Durch meine Biografie und auch die Biografie meiner Eltern war ich immer eine politische Person. Ich war sechs Jahre alt, als meine Eltern mich 1998 zu einer Demonstration in Erinnerung an Jorge Gomondai mitnahmen, der 1991 in Dresden von rechten Jugendlichen getötet wurde. Damals wurde mir klar, dass Menschen tatsächlich verletzt werden oder sogar verlieren müssen ihr Leben, weil sie nicht in die Weltanschauung anderer passen. Im selben Jahr ging ich als Prinzessin zum Karneval in der Grundschule, und eine Klassenkameradin von mir sagte: „Hey, du kannst überhaupt keine Prinzessin sein, sie sind weiß und blond.“ Da wurde mir klar, dass ich anders bin. Im Umgang mit Pegida und nach meiner Erfahrung als Integrationsbeauftragter in Freiberg wollte ich mich politisch organisieren. Ich bin 2017 der SPD beigetreten.

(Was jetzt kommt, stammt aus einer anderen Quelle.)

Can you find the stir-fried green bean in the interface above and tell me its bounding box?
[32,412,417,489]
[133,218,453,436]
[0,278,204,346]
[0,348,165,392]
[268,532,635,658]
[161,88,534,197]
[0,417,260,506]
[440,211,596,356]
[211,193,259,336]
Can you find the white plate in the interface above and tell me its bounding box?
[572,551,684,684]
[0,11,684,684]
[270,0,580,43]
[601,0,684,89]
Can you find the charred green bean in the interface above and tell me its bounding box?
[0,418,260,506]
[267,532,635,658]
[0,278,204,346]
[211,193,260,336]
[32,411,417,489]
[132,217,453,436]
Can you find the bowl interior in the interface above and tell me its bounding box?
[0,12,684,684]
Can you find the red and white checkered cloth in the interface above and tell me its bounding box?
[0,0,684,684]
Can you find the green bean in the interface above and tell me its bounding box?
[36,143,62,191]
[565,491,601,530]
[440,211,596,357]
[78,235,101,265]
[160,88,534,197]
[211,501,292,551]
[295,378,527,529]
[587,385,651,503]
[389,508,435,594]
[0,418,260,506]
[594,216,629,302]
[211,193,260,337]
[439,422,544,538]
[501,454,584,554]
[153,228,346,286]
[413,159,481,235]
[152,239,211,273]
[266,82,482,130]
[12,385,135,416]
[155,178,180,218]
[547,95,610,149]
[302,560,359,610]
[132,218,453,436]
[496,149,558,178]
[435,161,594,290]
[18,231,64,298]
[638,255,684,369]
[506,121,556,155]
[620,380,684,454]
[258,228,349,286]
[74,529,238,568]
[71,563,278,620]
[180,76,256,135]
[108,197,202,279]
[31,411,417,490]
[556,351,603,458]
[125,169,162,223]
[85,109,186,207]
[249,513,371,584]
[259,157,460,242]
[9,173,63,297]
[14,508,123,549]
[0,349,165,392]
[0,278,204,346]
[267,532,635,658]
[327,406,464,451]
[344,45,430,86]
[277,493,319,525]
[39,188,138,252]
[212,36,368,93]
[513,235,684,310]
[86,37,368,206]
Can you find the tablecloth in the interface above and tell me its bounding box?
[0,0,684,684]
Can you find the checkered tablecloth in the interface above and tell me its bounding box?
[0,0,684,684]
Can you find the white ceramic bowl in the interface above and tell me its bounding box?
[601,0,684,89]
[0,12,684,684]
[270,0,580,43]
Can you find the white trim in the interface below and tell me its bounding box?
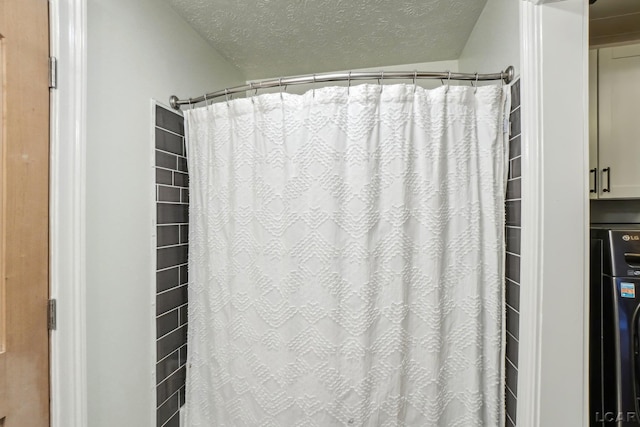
[49,0,88,427]
[148,99,158,426]
[517,0,589,426]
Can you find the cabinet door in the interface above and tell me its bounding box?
[598,45,640,199]
[589,49,601,199]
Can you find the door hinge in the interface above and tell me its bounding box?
[49,56,58,89]
[47,299,57,331]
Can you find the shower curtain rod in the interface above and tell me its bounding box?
[169,66,514,110]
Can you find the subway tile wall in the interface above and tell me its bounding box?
[155,85,521,427]
[155,105,189,427]
[505,80,522,427]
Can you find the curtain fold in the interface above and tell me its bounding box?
[185,84,508,427]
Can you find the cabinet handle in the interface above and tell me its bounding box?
[602,168,611,193]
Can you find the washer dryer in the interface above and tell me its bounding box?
[589,225,640,427]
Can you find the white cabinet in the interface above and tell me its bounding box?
[589,44,640,199]
[589,49,599,199]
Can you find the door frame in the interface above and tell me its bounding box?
[517,0,589,426]
[50,0,589,427]
[49,0,88,427]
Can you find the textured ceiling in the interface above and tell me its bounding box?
[168,0,486,79]
[589,0,640,46]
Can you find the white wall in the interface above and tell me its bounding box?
[459,0,520,75]
[87,0,245,427]
[247,59,459,96]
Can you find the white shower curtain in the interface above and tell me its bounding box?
[186,84,508,427]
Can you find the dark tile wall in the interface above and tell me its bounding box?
[155,106,189,427]
[155,88,521,427]
[505,80,522,427]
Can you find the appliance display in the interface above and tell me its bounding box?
[589,225,640,427]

Bei einer Kundgebung am 13. Februar, dem Jahrestag der Bombardierungsnacht in Dresden im Jahr 1945, sagte ich, dass es nicht überlassen bleibt, sich für eine kosmopolitische Gesellschaft einzusetzen, und dass man sich nicht gegen die Nazis wehren darf. Es ist einfach demokratisch und das ist unsere Mission. Links bedeutet für mich, für das Wohl der Vielen und nicht für die Interessen des Einzelnen zu kämpfen. Erfolge mit Gewerkschaften, fortschrittlichen Allianzen und zivilgesellschaftlichen Initiativen. Links zu sein bedeutet für mich, Solidarität miteinander zu zeigen und die Demokratie zu verteidigen. „“

Wir haben Carola Rackete (28) digital in Nordnorwegen getroffen. In der Arktis regnet es, der Klimawandel ist spürbar. Rackete wurde als Seeretterin und Klimaaktivistin bekannt, aber sie war lange Zeit überhaupt nicht politisch, sagt sie – und schon gar nicht auf der linken Seite. Das hat sich geändert. © Quelle: Till M. Egen / Sea-Watch.org / dpa

Carola Rackete darüber, wie sie zu einer linken Position kam

„Die Rettung von Menschenleben wird jetzt vollständig als links angesehen. Es gab eine Veränderung in der Gesellschaft. Auch der Klimaschutz ist eigentlich kein linkes Thema. Es ist Klimagerechtigkeit. Wir müssen die Verantwortung für die ökologischen Schulden des globalen Nordens übernehmen. Und hier hängen beide Themen zusammen: Ich denke auch, dass es zumindest Klimapässe für Menschen geben muss, die aufgrund der Folgen der ökologischen Zerstörung fliehen müssen.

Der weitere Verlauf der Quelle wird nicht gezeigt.